O petista ressaltou que, independentemente das diferenças ideológicas, o Brasil seguirá buscando uma relação produtiva com os EUA. Afirmou que, caso Trump não deseje manter negócios, o Brasil encontrará parceiros comerciais em outras frentes para não depender de uma única rota de abastecimento.

Impactos da guerra no Oriente Médio e fertilizantes

O presidente comentou o impacto do conflito no Irã para o Brasil, citando eventual escassez de fertilizantes e a necessidade de acelerar produção nacional.
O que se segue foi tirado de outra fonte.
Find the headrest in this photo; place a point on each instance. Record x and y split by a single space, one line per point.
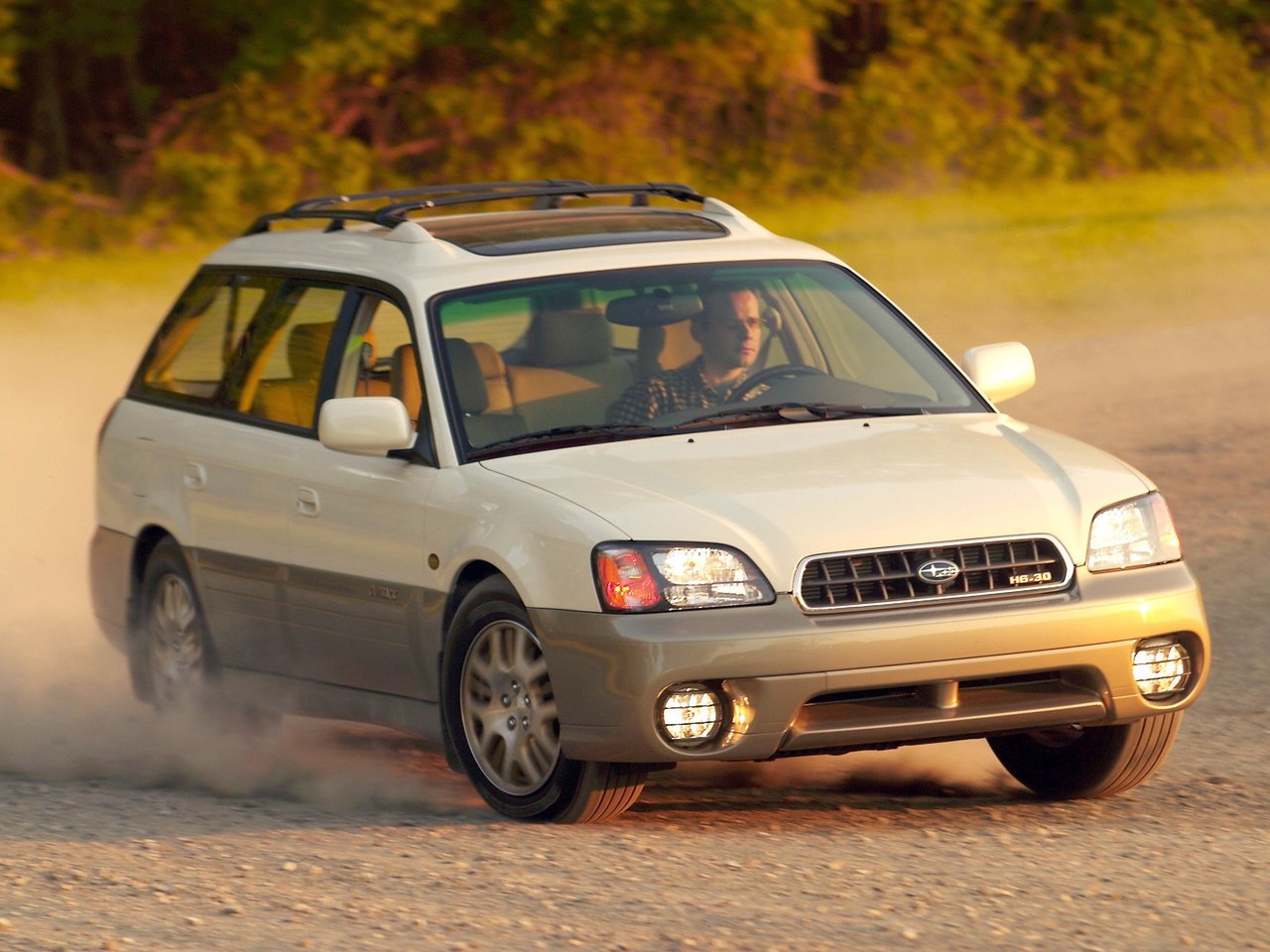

Apontou falhas do governo anterior na condução de políticas setoriais, afirmando que algumas fábricas de fertilizantes foram encerradas e hoje o Brasil trabalha para reconstruir a indústria interna.

Lula também criticou intervenções dos EUA na América Latina, mencionando a operação contra Nicolás Maduro como questões controversas. Encerrou destacando que os EUA não têm legitimidade para ameaçar Cuba e que a região pode acompanhar novos caminhos de cooperação sem que haja imposições de potências externas.